Покусывая костяшки пальцев, он остановился перед галереей — своего рода пират девятнадцатого века, — и я недоумевал, что ему здесь надо. Говорят, можно отличить уроженца Кента от уроженца Сомерсетшира; и уж, конечно, нетрудно узнать йоркширца; так вот, этот парень мог быть только человеком из Девона, он принадлежал к одному из двух самых распространенных типов этого графства. Он свистнул, и тут же из дома появилась Пейшнс в платье цвета герани — и сама, словно вытянувшийся мак, — вспомните, как мак чуть склоняет свою головку и как гнется от ветра его стебель… Вся она, словно мак среди людей, ее пушистые темные волосы напоминают черную, матовую сердцевину мака; она такая же недотрога, и есть в ней та же дразнящая привлекательность, что и в маке, нечто роковое или, скорее, отмеченное роком. Она было направилась к этому человеку, но тут вдруг увидела меня и замерла на месте.
— Это Зэхери Пирс, — сказала она мне. — А это, — сказала она ему, — наш жилец.
Она сказала это удивительно мягко и в то же время со злостью. Она хотела задеть меня, и ей это удалось. Полчаса спустя, когда я был на скотном дворе, туда зашел этот самый Пирс.
— Рад был с вами познакомиться, — сказал он, задумчиво оглядывая свиней. — Ведь вы писатель, правда?
— Да, как будто, — ответил я.
— Если случайно вы ищете материал, я бы мог вам кое-что показать, предложил он вдруг. — Спустимтесь со мной на берег, и я все расскажу; мой тендер стоит на якоре, небольшое, но самое быстроходное судно для этих краев.
Было очень жарко, и мне вовсе не хотелось спускаться на берег, но я все же пошел. Не успели мы сделать несколько шагов, как на тропинке появились Джон Форд и Дэн Треффри. Наш друг, казалось, чуть смутился, но быстро овладел собой. Встреча произошла на середине тропы, где разойтись можно было с трудом. Джон Форд, державшийся очень надменно, надел пенсне и уставился на Пирса.

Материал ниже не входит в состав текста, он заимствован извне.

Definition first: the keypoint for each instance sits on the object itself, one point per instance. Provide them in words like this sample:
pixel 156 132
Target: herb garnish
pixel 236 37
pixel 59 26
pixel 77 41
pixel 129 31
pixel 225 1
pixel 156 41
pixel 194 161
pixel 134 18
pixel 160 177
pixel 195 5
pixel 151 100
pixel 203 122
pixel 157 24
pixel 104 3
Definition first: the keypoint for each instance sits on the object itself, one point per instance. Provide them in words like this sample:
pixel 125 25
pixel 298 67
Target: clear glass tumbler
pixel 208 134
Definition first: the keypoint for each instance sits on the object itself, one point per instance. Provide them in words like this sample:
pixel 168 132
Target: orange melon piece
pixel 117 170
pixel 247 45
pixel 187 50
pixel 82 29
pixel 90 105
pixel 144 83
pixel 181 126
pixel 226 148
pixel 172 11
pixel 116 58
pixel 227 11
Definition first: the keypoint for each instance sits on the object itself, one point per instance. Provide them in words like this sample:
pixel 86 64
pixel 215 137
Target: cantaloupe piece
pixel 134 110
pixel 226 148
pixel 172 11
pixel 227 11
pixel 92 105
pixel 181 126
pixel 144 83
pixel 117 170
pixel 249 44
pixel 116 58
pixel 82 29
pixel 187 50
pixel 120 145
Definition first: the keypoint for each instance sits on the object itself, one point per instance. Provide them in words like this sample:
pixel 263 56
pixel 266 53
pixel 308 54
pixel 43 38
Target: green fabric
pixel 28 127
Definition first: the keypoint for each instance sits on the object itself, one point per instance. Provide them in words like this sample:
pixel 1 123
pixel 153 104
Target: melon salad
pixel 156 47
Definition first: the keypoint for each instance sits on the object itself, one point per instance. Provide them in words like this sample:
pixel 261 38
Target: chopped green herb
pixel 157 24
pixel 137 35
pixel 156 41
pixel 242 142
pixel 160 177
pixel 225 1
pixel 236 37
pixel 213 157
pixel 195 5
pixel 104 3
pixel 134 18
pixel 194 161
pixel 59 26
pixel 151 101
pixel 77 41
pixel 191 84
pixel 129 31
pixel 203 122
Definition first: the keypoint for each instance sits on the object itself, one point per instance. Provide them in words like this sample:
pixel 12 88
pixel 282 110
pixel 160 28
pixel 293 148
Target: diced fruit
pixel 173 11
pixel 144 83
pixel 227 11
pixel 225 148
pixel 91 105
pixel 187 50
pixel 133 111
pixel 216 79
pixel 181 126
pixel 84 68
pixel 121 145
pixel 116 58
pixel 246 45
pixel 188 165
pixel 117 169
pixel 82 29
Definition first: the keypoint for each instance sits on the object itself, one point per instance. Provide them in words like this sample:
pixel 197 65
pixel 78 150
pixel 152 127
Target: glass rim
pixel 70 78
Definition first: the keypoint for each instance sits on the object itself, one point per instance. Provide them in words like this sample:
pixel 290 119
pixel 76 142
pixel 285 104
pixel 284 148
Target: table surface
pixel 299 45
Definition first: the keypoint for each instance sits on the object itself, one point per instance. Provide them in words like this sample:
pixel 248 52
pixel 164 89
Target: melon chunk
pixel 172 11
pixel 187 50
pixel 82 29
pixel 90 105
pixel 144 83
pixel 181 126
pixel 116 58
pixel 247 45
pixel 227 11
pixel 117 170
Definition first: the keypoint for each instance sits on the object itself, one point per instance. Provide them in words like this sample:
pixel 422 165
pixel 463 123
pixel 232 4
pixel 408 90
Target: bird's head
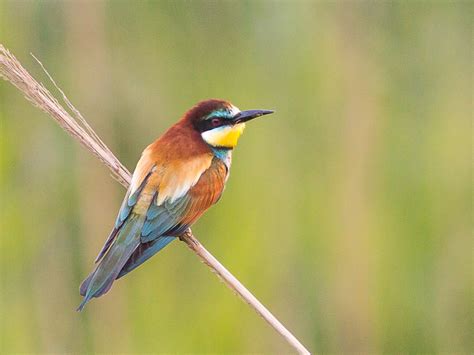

— Добрый день! — сказал Пирс. — Хороша погодка! Я заходил, чтобы пригласить Пейшнс покататься. Пожалуй, поедем в среду, если день будет погожий; этот господин едет с нами. Может, и вы присоединитесь, мистер Треффри? Вы никогда у меня не бывали. Я угощу вас завтраком и познакомлю с моим отцом. Он стоит того, чтобы совершить двухчасовое плавание.
Это было сказано так странно, что невозможно было возмутиться его дерзостью. Джон Форд чуть не задохнулся, и казалось, вот-вот взорвется; но он поглядел на меня и сдержался.
— Вы очень любезны, — произнес он холодно, — но у моей внучки есть другие дела. А вы, господа, поступайте, как знаете. — И, едва поклонившись, он тяжело зашагал по направлению к дому.
Мы с Дэном переглянулись.
— Поедете? — с тоской спросил Пирс.
Дэн пробормотал:
— Благодарю вас, мистер Пирс; я лучше себя чувствую в седле, чем в лодке, однако благодарю. — Припертый к стенке, он оказался осторожным и покладистым.
Пирс благодарно улыбнулся.
— Так, значит, в среду, в десять. Не пожалеете.